Minder kennt sich aus mit der Tubenabfüllmaschine im ersten Untergeschoss der Firma, mit der Etikettiermaschine im zweiten Untergeschoss, ist in der Lage, Mundwässer selbst zu mischen im Labor, Erdgeschoss. Und sobald mal ein Auftrag keinen Aufschub duldet, geht er am Samstagmorgen nach dem Frühstück zur Haustüre hinaus, öffnet die Firmentüre und taucht erst Sonntagabend wieder in seiner Wohnung auf.

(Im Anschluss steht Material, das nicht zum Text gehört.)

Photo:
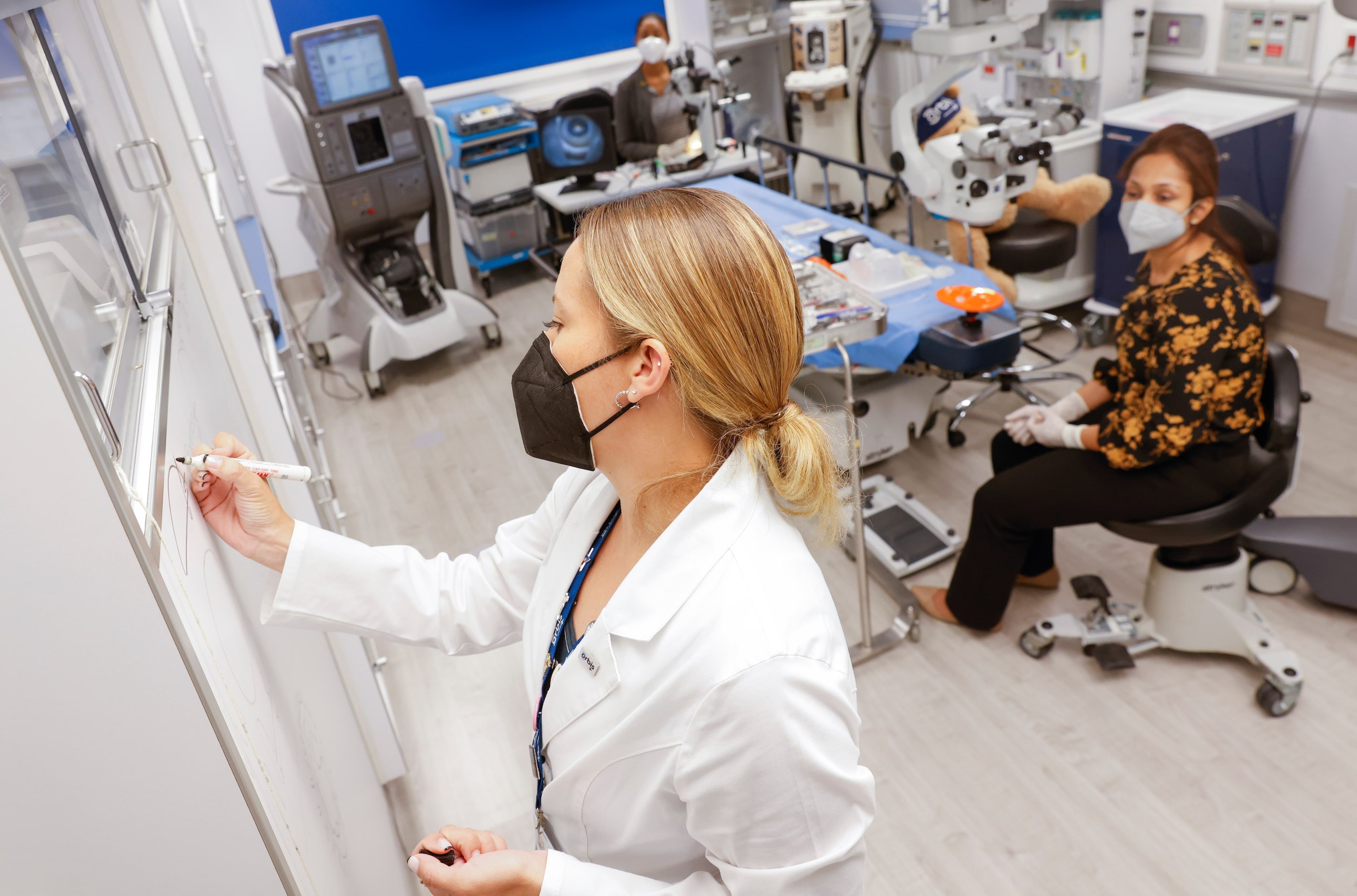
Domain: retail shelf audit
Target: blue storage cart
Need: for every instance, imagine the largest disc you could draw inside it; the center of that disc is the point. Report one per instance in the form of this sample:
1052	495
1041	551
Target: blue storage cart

Verbringt ein Wochenende allein in seiner Firma, „die mein Kind ist.“

Thomas Minder wird nun nervös. Es ist Freitagnachmittag, kurz nach 17 Uhr, außer Minder keiner mehr im Haus. Und jetzt – vernimmt man schwach das Klingeln eines Telefons. Zwei Mal. Ein drittes Mal und dann ein viertes. Minder entschuldigt sich. Dann steht er auf und wird hektisch. Erreicht den Anruf rechtzeitig. Legt kurz darauf wieder auf und kommt zurück. „Falsch verbunden,“ sagt er und lächelt angestrengt. Hätte ja wichtig sein können.